I have a very large string of key value pairs (old_string) that is formatted as so:
"visitorid"="gh43k9sk-gj49-92ks-jgjs-j2ks-j29slgj952ks", "customer_name"="larry", "customer_state"="alabama",..."visitorid"="..."
this string is very large since it can be up to 30k customers. I am using this to write a file to upload to an online segmentation tool that requires that it is formatted this way with one modification -- the primary key (visitorid) needs to be tab separated and not in quotes. The end result needs to look like this (note the 4 spaces is a tab):
gh43k9sk-gj49-92ks-jgjs-j2ks-j29slgj952ks "customer_name"="larry", "customer_state"="alabama",...ABC3k9sk-gj49-92ks-dgjs-j2ks-j29slgj9bbbb
I wrote the following function that does this fine, but ive noticed that this portion of the script runs the slowest (I am assuming because regex is generally slow).
def getGUIDS(old_string):
'''
Finds guids in the string and formats it as PK for syncfile
@param old_string the string created from the nested dict
@return old_string_fmt the formatted version
'''
print ('getting ids')
ids = re.findall('("\w{8}-\w{4}-\w{4}-\w{4}-\w{12}",)', cat_string) #looks for GUID based on regex
for element in ids:
new_str = str(element.strip('"').strip('"').strip(",").strip('"') + ('\t'))

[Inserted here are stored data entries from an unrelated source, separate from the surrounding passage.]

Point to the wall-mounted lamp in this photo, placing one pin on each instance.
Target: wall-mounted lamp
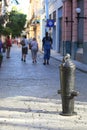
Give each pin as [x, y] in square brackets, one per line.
[68, 21]
[78, 11]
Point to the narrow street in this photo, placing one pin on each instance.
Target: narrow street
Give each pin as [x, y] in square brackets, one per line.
[29, 99]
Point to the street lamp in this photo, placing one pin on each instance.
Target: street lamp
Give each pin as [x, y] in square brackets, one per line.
[78, 11]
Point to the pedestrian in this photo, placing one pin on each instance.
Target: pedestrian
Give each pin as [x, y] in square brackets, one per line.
[34, 50]
[24, 43]
[0, 45]
[8, 46]
[46, 47]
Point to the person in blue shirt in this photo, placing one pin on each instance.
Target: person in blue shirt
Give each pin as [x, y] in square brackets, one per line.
[46, 46]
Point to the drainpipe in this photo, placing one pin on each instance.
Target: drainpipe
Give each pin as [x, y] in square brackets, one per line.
[71, 22]
[47, 13]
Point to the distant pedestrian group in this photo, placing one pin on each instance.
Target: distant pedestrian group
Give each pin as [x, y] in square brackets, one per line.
[27, 44]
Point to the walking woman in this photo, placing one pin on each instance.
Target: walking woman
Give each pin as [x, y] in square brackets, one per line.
[47, 45]
[8, 46]
[34, 50]
[24, 44]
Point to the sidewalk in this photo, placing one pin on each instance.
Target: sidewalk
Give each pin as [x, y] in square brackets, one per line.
[80, 66]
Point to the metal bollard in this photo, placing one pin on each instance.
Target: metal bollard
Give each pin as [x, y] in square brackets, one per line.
[67, 82]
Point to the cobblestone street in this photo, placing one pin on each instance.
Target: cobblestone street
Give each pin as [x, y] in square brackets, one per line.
[29, 99]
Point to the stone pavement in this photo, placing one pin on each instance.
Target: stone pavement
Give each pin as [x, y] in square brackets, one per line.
[24, 108]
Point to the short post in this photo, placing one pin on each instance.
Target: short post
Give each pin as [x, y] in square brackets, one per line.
[67, 82]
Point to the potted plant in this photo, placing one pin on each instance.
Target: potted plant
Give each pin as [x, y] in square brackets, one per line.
[1, 58]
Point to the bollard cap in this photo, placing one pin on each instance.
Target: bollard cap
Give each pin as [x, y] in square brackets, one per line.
[67, 62]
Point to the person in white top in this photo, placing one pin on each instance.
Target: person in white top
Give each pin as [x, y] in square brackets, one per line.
[34, 50]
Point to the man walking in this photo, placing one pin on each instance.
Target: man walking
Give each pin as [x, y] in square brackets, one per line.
[47, 44]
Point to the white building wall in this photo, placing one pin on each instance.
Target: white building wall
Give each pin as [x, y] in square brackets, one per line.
[53, 6]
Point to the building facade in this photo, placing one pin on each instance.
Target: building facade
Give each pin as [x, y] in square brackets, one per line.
[33, 26]
[74, 37]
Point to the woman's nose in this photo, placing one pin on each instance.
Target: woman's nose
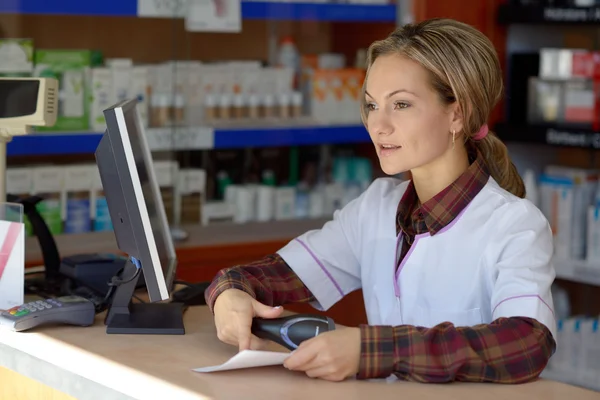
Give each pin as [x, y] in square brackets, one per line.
[381, 126]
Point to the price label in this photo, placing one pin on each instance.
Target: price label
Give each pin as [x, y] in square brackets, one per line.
[214, 16]
[195, 138]
[162, 8]
[160, 139]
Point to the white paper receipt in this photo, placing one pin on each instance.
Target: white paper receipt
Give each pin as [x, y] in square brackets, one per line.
[248, 359]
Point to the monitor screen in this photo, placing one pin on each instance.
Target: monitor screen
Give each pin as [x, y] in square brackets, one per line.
[134, 201]
[18, 98]
[151, 192]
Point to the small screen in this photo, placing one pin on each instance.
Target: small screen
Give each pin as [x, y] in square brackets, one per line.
[18, 98]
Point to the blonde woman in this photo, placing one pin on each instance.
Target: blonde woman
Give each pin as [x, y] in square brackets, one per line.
[455, 265]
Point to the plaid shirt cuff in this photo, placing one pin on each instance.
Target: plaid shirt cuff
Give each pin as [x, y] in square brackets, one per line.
[230, 278]
[377, 351]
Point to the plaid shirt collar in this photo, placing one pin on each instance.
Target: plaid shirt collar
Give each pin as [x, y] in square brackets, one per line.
[412, 218]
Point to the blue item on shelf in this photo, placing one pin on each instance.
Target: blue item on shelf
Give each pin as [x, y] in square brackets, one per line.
[257, 10]
[86, 143]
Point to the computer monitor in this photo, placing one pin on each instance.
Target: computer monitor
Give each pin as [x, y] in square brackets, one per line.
[140, 227]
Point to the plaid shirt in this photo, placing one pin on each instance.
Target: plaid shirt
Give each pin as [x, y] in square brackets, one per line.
[509, 350]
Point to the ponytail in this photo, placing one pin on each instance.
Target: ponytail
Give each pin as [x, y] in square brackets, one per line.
[495, 155]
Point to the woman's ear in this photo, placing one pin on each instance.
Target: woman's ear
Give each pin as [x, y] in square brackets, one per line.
[456, 117]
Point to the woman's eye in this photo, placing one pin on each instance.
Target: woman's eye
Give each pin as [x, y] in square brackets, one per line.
[400, 104]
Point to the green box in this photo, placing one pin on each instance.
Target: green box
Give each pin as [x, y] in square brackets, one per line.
[71, 68]
[16, 57]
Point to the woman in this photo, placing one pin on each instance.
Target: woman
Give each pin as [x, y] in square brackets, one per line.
[455, 266]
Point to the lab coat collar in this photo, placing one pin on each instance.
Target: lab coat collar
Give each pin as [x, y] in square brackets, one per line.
[414, 218]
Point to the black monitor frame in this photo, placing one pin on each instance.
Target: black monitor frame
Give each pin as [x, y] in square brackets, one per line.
[140, 227]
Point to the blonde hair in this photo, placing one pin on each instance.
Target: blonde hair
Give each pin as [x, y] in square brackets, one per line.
[464, 67]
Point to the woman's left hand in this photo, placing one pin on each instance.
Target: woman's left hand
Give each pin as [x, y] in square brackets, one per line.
[333, 356]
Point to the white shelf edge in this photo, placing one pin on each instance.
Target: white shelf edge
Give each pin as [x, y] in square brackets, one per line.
[564, 377]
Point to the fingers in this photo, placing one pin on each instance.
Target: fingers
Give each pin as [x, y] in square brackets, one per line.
[326, 373]
[257, 343]
[302, 359]
[264, 311]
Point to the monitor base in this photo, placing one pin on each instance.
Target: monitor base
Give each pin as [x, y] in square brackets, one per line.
[149, 319]
[126, 317]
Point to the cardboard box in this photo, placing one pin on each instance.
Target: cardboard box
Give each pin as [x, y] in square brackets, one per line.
[71, 68]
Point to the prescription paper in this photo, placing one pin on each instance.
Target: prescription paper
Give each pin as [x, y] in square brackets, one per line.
[248, 359]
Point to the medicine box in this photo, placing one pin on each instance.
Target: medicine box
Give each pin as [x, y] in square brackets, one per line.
[71, 68]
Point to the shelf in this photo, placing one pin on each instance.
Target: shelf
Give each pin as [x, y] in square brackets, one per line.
[250, 10]
[200, 138]
[552, 135]
[319, 12]
[515, 14]
[577, 271]
[201, 238]
[565, 377]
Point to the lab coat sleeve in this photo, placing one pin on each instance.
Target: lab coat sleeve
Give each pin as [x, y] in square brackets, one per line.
[524, 267]
[326, 260]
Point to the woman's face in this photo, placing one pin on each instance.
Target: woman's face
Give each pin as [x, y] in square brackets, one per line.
[408, 123]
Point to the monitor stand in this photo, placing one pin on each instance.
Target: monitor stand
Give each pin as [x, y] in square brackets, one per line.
[126, 317]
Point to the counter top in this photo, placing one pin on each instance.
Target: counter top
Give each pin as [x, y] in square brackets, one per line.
[88, 364]
[199, 236]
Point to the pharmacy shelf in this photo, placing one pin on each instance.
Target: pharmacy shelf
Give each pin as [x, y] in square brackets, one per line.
[199, 138]
[566, 377]
[565, 136]
[517, 14]
[262, 10]
[578, 271]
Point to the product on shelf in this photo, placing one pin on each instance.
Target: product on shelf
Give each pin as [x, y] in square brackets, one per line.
[19, 182]
[191, 196]
[49, 183]
[16, 57]
[78, 188]
[577, 357]
[72, 69]
[566, 195]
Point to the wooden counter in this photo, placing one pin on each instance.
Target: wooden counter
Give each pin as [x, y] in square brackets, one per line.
[88, 364]
[212, 248]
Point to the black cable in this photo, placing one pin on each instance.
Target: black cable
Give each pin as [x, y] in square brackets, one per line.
[112, 284]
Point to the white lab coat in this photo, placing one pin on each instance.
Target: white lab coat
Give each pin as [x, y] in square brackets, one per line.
[494, 260]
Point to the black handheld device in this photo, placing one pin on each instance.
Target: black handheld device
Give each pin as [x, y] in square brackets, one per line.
[292, 330]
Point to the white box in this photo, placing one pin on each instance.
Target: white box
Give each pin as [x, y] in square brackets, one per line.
[77, 198]
[19, 181]
[101, 88]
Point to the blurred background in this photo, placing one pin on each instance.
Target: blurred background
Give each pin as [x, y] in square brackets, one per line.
[252, 112]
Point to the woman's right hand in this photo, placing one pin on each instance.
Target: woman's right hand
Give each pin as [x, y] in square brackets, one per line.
[234, 310]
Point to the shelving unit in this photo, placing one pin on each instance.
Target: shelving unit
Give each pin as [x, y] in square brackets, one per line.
[515, 14]
[556, 135]
[566, 377]
[250, 10]
[194, 138]
[578, 271]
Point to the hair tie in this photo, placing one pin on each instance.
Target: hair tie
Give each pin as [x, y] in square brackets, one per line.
[482, 133]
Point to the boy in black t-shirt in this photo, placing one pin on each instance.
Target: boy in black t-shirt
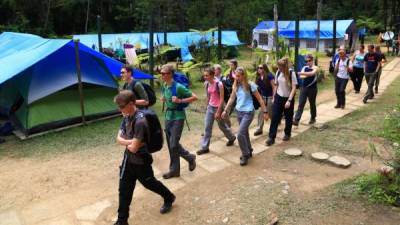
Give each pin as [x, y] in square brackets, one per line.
[136, 164]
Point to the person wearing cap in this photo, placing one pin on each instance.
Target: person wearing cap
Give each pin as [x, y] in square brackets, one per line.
[309, 74]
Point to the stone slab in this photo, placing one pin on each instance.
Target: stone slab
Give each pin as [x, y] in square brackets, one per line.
[93, 211]
[9, 218]
[214, 164]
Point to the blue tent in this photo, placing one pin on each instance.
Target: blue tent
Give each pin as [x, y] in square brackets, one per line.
[307, 28]
[38, 82]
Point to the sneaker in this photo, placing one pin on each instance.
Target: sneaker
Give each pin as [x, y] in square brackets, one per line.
[170, 175]
[203, 151]
[244, 160]
[121, 223]
[167, 206]
[230, 142]
[270, 142]
[258, 132]
[192, 163]
[286, 138]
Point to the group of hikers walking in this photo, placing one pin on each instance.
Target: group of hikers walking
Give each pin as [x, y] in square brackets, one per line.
[272, 94]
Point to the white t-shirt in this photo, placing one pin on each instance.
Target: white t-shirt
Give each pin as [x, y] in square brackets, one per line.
[283, 88]
[343, 72]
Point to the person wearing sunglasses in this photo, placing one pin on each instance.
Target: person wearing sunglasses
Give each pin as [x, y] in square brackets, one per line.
[242, 91]
[308, 90]
[174, 120]
[266, 85]
[135, 86]
[136, 164]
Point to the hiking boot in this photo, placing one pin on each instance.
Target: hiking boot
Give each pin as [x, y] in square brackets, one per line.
[170, 175]
[121, 223]
[286, 138]
[258, 132]
[203, 151]
[192, 163]
[167, 206]
[270, 142]
[230, 142]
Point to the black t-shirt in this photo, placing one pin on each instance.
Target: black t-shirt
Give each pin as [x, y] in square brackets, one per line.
[136, 127]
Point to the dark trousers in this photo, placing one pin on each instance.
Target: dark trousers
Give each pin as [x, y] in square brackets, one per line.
[340, 89]
[370, 78]
[173, 132]
[129, 173]
[278, 108]
[356, 77]
[309, 93]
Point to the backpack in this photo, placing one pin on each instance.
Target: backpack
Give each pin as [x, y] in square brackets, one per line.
[149, 91]
[154, 140]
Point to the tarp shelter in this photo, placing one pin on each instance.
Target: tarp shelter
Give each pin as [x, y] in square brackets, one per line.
[38, 81]
[141, 40]
[346, 33]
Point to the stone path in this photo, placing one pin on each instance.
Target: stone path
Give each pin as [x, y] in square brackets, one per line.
[88, 213]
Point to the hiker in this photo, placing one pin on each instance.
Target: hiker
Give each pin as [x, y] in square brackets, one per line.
[175, 95]
[134, 86]
[308, 90]
[372, 64]
[243, 92]
[266, 85]
[343, 66]
[358, 69]
[215, 99]
[382, 58]
[218, 72]
[136, 164]
[228, 81]
[286, 81]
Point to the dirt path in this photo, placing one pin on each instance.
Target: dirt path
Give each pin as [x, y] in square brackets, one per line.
[81, 187]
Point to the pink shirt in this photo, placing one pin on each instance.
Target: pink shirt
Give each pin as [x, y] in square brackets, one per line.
[213, 93]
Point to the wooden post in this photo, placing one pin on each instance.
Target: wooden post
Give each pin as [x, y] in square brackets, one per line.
[78, 74]
[334, 37]
[219, 15]
[296, 44]
[151, 46]
[99, 33]
[318, 31]
[276, 41]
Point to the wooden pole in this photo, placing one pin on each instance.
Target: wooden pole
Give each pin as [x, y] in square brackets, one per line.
[318, 31]
[276, 41]
[78, 74]
[151, 46]
[296, 44]
[219, 10]
[99, 33]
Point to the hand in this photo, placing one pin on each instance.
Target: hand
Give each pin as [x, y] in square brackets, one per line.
[175, 99]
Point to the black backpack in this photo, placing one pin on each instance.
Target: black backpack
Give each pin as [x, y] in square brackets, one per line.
[155, 139]
[149, 91]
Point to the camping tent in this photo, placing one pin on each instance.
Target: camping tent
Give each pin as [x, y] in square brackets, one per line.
[38, 81]
[345, 29]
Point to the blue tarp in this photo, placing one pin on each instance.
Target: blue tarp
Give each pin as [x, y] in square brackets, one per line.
[178, 39]
[307, 28]
[50, 65]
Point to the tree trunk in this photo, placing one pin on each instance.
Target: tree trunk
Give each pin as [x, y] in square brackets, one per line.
[87, 16]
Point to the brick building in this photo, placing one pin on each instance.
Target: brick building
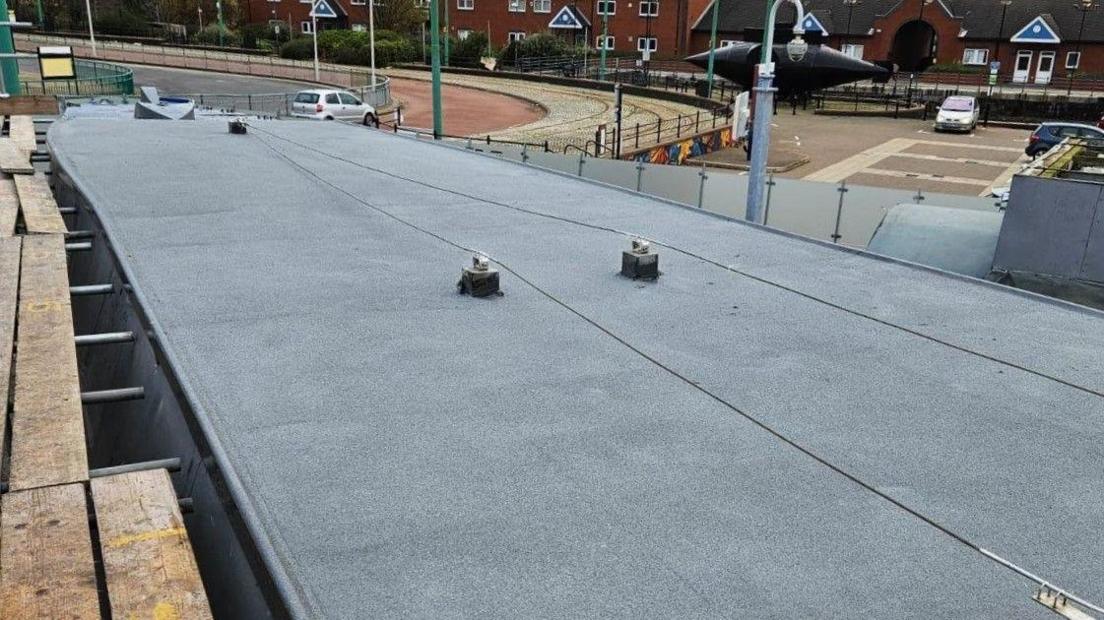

old_string_fmt = old_string.replace(element, new_str)
return old_string_fmt
Is there a way this can be done without regex that might speed this up?
The approach is wrong: you match all occurrences meeting your regex and then replace all occurrences with modified matches. You may simply use re.sub
to find all non-overlapping matches and replace them with what you need.
See this Python demo:
import re
def getGUIDS(old_string):
'''
Finds guids in the string and formats it as PK for syncfile
@param old_string the string created from the nested dict
@return old_string_fmt the formatted version
'''
print ('getting ids')
return re.sub(r'"\w+"="(\w{8}(?:-\w{4}){4}-\w{12})"(?:,|$)', '\\1\t', old_string) #looks for GUID based on regex
s='"visitorid"="gh43k9sk-gj49-92ks-jgjs-j2ks-j29slgj952ks", "customer_name"="larry", "customer_state"="alabama",..."visitorid"="..."'
print(getGUIDS(s))
# => getting ids
# => gh43k9sk-gj49-92ks-jgjs-j2ks-j29slgj952ks "customer_name"="larry", "customer_state"="alabama",..."visitorid"="..."
I added "\w+"=
at the start of the regex to also match the key of the GUID value to remove it, replaced a ,
at the end with (?:,|$)
to match either a ,
or end of string (to also handle cases when the key-value is the last one in the string) and enclosed the part you need to keep with capturing parentheses.
The replacement is a backreference to the capturing group #1 and a tab char.